The Linux distributions detailed in the articles are older than the most recent versions, but the information holds true in most cases and they represent a good starting point for you to base yourself from.

But to recap, you are still going to need a multiport hub to get the best from a Linux network server since a simple peer to peer relies on all systems being connected for any one of them to share properly. You will also need a recognised ADSL modem to give the Linux box a feed it can share to whatever is connected to it.

It's also worth keeping in mind that an old PC as a router/firewall pulls far more current than most domestic routers, not to mention taking up more room so the arguments for and against have to carefully measured.

Yes, it's possible. In fact some schools and colleges and smaller businesses filter down older systems for small scale web or network server use within their network. It's not a question of "Can I ?" but more a question of "Should I ?" or "Do I really need/want to ?".


  [DELETED] 14:45 17 Nov 2003

Despite rumours to the contrary, a Linux server (like a Windows server) is a security nightmare unless it is locked down by someone who knows what they are doing.

A simple router/firewall setup using an old PC can be a useful way to reuse or extend the life of otherwise defunct hardware, but without the knowledge to correctly implement things you could find yourself and everything connected to the network wide open to those who know how to get in.
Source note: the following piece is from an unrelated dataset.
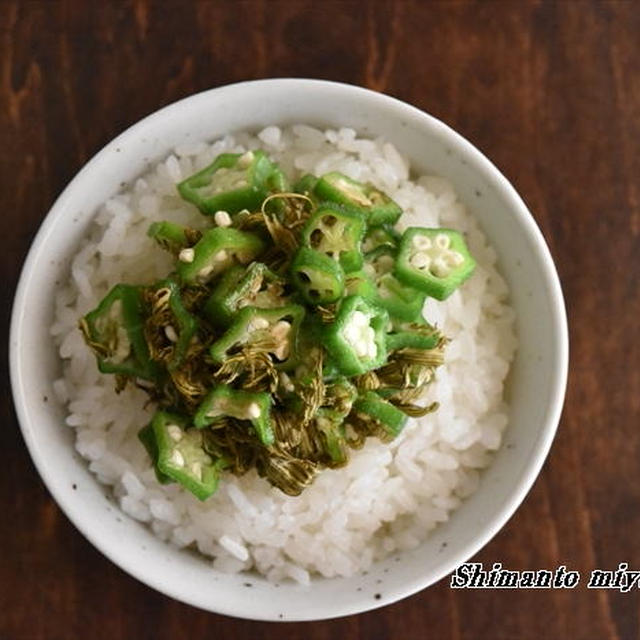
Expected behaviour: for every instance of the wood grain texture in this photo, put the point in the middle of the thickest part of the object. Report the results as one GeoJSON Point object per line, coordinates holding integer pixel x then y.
{"type": "Point", "coordinates": [549, 91]}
Anything connected to broadband for any reasonable length of time offers an increased risk as far as being a security target goes. I am not trying to open a debate on the likelihood of being hacked, but judging by some of my server logs its safe to say that the longer you have a router connected for networked broadband sharing the greater the probability of a port sniffer/scanner trying to pick its way into your setup.


  [DELETED] 14:51 17 Nov 2003

The Linux box, being so efficient by comparison to alternatives, can also act as a dedicated email server and all kinds of other pleasant things, as well as performing as your router/firewall.

Again though, you need the knowledge to implement it and it is not a project I'd suggest for anyone not already fully familar with installing, configuing and managing Linux.

Please don't think of this as a project for any network that requires reliable and secure broadband sharing until you've spent a lot of time and effort in your research and planning. Setting up a DHSP server and locking it down with a firewall and IP table logging is not the kind of thing you just go and do.

Good luck with it whatever you decide.


  Belatucadrus 15:43 17 Nov 2003

Or you could take a look at NetBoz click here

  [DELETED] 16:12 17 Nov 2003

IS that a linux based firewall?

  [DELETED] 16:21 17 Nov 2003

This is an interesting thread. I too have a predicament but can't quite get my head around the best possible solution. It's that complicated I'm not sure if I could even put it into written word.

It does involve ADSL, Server/s and an annoying and resource consuming CCTV setup. May'be I should start a thread!!!!

  [DELETED] 17:47 17 Nov 2003

Unless you are on a large network there is no chance of getting hacked. Why not save all the hassle and get a free firewall? It would be a much simpler solution without the overkill.


  [DELETED] 07:43 18 Nov 2003

Sorry I Couldn't get back before with a reply (Work....Yuk).

Your Reply Taran is very good and makes a great deal of sense.

Yes I have 600k B/Band (cable) to my system.
I currently have 2 network cards in my Master Comp and 1 in the other, using a x/over cable for connection. I then use Analogx Proxy server to run the link.

My master comp sits behind a good firewall and "Shields Up" shows me as being invisible on the net.

In view of the possible complexety of maintaining and setting up a seperate system as u sugest, probably not worth the headache, and what I know about Linux would not fit on a matchhead with plenty of space.

Thank u everyone for ur valuable contributions and as is sugested, will give the matter further thought.